Ketika si ibu hendak pulang saya dan Sisca mengantar hingga ke pintu depan. Seperti biasa ga puas kalo masih ada ini itu yang belum disampaikan ke pasien. Kali ini aksi teriak-teriaknya kolaborasi antara saya dan Sisca.
“Ibuuuu....” Panggil Sisca, mulutnya mencucut tajam, mungkin kalau ada belut bisa keisep.
“Jangan lupa makan obat darah tingginya yaaaaa...” jelas saya dengan mulut menganga.
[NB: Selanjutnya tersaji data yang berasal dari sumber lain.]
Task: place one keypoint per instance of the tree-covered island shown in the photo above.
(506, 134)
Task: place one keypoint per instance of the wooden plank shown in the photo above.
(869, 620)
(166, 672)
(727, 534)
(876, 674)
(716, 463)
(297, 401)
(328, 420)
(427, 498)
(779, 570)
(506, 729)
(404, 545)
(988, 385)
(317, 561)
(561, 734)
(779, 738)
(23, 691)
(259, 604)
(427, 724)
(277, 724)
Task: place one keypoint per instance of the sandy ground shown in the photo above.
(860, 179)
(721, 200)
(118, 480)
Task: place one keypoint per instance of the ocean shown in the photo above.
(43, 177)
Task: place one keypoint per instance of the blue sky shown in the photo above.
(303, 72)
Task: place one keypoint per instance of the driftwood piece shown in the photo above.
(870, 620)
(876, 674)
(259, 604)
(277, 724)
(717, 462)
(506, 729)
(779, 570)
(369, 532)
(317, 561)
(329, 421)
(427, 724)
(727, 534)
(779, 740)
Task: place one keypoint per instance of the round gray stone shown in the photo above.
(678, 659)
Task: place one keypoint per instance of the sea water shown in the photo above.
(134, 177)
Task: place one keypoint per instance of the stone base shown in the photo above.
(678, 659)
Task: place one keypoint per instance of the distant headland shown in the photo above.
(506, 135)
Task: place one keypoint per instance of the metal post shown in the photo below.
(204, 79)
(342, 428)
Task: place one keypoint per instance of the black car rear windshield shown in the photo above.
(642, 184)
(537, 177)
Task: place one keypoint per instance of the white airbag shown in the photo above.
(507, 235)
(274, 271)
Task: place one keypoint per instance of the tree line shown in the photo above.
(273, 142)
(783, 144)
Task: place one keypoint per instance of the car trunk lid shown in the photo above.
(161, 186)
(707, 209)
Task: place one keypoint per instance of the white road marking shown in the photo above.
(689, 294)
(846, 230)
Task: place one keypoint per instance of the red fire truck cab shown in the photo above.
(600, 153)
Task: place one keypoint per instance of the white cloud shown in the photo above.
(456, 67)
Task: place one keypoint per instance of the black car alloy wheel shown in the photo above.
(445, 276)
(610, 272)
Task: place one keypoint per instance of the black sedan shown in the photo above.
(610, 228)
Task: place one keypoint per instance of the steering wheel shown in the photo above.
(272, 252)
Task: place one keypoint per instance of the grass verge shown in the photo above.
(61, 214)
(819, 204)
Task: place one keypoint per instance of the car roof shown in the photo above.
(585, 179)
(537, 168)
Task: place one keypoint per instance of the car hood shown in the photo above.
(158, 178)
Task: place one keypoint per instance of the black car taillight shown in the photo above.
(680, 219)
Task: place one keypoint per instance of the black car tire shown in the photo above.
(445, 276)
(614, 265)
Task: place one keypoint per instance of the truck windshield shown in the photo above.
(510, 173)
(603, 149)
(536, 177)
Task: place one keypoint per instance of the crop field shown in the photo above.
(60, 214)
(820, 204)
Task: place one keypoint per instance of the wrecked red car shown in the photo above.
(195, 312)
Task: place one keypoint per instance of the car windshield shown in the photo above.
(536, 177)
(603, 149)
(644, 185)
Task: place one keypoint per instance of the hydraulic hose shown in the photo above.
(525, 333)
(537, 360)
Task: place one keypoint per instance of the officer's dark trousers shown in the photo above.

Kalo Sisca bisa ngisep belut, mungkin saya bisa lebih heboh, kepala si ibu tiba-tiba kesedot ke dalam mulut saya, ahaa...boong!.
“HHAA...IYAA..IYAA...” si ibu riang tapi suaranya masih nyaring, tajem nusuk kuping.
“Nanti....kalo sudah turun tekanan darahnya....baru kita cabut yaaaaa....” Jelas Sisca dengan ekspresi mukanya yang iya banget, membuat si ibu liat mukanya aja walau ga denger mudah-mudahan ngerti.
“HHAA...IYAAA...IYAA.... Terimakasih yaa...”Jawab si ibu dan berlalu pulang.
***
“SISCAAAAA....” Suara saya menggelegar..
“IYA..APAA??” Suara Sisca lebih menggelegar.
“KITAA JAJAN YUKK...” Saya mengajak mencari hiburan perut diluar sana.
Ya..entah kenapa sepanjang hari,  kami ngobrolnya jadi agak setengah teriak dan mesti mulutnya ngarah ke kuping. Kalo saya manggil Sisca, ya mulut saya ke arah kuping Sisca dan sebaliknya. Jadi kesimpulannya, hati-hati sama pasien, salah-salah bisa ikutan komunikasi gaya pasiennya. Tapi ini hanya sehari, keesokannya gaya komunikasi kami normal lagi. Mungkin akan berubah lagi sesuai pasien apa yang akan kami temui besok...yuhuyyy..bahagianya jadi koas :D.